#turtlefest The First Annual History Festival of Ireland
I love a good festival and I suspect that the use of the word to describe this undertaking was very deliberate on the part of Turtle Bunbury, the event’s organiser. Over the past weekend at Lisnavagh House in Co Carlow, over 200 people (my guesstimate – there were probably even more) gathered over what was a glorious weekend to indulge in their love of Irish history at the First Annual History Festival of Ireland. The weather, which looked ominous leading up to the weekend, cooperated majestically and we were blessed with some wonderful sun, warm temperatures and splendid surroundings. The two day festival featured panel talks, one-person shows, debates, discussions, and informal engagement throughout, all loosely surrounding some contentious and thought provoking topics. The list of speakers was extensive, and diverse all of whom showed great inspired dedication and delivered some wonderful and extremely creative presentations. I tweeted throughout the weekend and shared some pictures so I note the hashtag above which captures these.
The venue had concurrent sessions taking place in the stunning library inside the house and also in a marquee in the garden. There were a number of additional stalls offering a full bar, scrum my pies from the Pieminister (I love that), books from the Blessington Bookstore, Tea and biscuits from the family Bunbury and the ticket booth ably and stalwartly managed by Natasha Martin and Louise Kennedy who I have the pleasure of knowing from the MA in Digital Humanities at An Foras Feasa.
The full programme and speaker list is available at the History Festival website noted above.
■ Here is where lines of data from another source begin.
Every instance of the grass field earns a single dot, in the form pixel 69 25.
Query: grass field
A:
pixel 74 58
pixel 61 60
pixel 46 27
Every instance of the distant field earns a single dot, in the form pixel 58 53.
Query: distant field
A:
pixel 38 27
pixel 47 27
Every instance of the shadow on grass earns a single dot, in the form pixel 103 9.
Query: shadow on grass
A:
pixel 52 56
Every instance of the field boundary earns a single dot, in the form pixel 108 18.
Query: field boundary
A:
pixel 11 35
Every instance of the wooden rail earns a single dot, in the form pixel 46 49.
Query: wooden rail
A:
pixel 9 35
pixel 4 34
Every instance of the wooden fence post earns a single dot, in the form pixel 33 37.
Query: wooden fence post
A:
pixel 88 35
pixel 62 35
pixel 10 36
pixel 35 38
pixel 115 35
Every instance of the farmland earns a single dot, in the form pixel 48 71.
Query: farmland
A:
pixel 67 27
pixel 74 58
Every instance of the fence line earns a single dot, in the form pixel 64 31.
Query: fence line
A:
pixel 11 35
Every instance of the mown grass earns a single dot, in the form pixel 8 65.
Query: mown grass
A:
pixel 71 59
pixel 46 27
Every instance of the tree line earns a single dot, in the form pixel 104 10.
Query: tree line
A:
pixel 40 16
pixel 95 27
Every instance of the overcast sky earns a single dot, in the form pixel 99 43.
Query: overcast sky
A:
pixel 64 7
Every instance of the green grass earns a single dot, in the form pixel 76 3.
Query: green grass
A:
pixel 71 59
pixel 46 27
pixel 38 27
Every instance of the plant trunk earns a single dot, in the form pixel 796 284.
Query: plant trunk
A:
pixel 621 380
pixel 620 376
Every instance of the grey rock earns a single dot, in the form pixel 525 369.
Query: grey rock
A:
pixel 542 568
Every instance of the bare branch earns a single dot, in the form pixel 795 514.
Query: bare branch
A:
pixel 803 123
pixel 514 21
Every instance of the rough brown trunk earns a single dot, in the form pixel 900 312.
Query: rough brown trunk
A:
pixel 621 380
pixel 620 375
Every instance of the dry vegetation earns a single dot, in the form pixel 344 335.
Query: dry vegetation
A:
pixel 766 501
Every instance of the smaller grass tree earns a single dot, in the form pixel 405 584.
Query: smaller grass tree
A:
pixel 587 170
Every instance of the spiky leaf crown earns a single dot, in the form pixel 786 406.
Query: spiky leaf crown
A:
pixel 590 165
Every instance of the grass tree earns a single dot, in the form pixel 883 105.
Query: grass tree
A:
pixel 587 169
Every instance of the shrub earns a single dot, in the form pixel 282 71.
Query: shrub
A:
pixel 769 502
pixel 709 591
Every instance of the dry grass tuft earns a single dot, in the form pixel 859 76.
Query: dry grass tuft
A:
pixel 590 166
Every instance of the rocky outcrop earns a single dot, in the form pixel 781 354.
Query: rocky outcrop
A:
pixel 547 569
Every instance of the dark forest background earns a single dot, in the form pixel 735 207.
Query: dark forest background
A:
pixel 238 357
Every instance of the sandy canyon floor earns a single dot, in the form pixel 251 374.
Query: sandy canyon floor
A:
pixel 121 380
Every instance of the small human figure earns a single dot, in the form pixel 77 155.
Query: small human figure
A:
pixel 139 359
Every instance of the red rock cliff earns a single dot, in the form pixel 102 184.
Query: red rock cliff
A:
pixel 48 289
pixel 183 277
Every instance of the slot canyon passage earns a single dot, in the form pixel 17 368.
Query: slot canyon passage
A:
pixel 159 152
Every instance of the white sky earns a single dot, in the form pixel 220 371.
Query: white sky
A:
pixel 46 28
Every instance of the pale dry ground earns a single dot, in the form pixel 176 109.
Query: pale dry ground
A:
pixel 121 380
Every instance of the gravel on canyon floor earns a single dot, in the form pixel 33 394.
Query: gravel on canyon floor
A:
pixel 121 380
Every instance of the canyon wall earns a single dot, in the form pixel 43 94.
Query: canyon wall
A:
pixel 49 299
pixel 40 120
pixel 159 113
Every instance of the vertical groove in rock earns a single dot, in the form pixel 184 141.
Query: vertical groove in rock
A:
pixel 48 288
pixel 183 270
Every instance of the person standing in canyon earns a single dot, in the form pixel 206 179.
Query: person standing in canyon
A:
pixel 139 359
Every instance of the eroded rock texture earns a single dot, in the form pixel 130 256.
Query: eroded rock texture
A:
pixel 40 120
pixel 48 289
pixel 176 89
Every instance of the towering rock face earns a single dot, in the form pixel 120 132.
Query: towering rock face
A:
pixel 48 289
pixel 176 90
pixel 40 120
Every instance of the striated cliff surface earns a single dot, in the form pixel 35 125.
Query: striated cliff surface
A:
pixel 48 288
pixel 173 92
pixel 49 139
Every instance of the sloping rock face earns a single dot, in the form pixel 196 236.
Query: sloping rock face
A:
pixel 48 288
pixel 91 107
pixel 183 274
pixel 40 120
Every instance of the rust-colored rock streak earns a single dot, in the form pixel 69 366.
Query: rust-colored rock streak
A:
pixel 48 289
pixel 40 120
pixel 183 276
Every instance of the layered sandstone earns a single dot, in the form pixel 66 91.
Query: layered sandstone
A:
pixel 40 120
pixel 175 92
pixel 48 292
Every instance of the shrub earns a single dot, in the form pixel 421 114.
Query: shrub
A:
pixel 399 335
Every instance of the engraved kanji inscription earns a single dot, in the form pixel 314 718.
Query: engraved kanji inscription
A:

I would however cite the great ignite-type presentations first on the virtuous villains (none seemingly virtuous other than Lord Castlereagh who clearly earned the audience’s admiration) and the unsung heroines series which were a particular treat – all speakers to be highly commended. I attended the bulk of the talks in the house and found the banter between Micheál O’Siochrú and Patrick Geoghan and Kevin Myers around the British Empire quite entertaining. All speakers separately reminding us that the other was not answering the question asked (Could the British Empire Have Existed Without the Irish?) and then each repeatedly deciding to answer their own question. This of course made for a wide ranging, entertaining, and thoughtful debate. The bottom-line that I took away was that of course the empire (for Micheal – which Empire?) – in this all agreed, but that the presence of the Irish throughout the empire probably and certainly contributed heartily to its downfall.
The championing of various villains worked very well and the decision to employ a Roman-style thumbs up thumbs down voting mechanism following each was great audience participation. On a go forward basis, I think the format really suited and if the speakers were all told they were the champion and to dig deep to find the virtues, the competitive area could be quite engaging. This format really suits something such as a ‘festival’ where we are able to make light of history and shed some of the pedantic aspects that sometimes can overtake stodgy conferences. This was a remark that was overheard much this weekend and bodes well. The festival note really struck a good chord ;-)
My first day ended with Paddy Cullivan‘s highly entertaining and hugely appreciated ‘Alternative History of Ireland’ in which he presented a rich multimedia tapestry of images, song and discussion that took a scathing and self-deprecating look at the foibles of a nation over the ages. What a treat!
We managed to get back to Lisnavagh for the second day and the kick-off panel ‘This weeks’ Eucharistic Congress is a sell out – but what has the Catholic Church actually done for us?’ promised to be a rather raucous session. It appeared a little lopsided with Ruth Dudley Edwards and Kevin Myers featured as the main con versants. As it was the self-declared religion friendly atheists were balanced very ably by Maurice Walsh. The first two suspects reprised their roles for a later discussion exploring the fates of members of the Irish Army that left Ireland to fight for the British during the Second World War.
The following stand-up for the Unsung Heroines of Ireland was a sell out and the audience was treated to a lovely vignetted series of talks on a diverse group of fascinating lifestories.
I was able to jump back and forth between the library sessions mentioned above and the events in the marquee. The entire weekend was a wonderful success and I hope that the organisers found it so as well and that we can enjoy a Second Annual History Festival of Ireland next year. After the challenging presentation on the role of the catholic church in Ireland I was very much struck that ‘Father Ted’ has become rather embedded in discourse and it would be fun to explore ‘What Father Ted did for the practice of Catholicism in ireland’.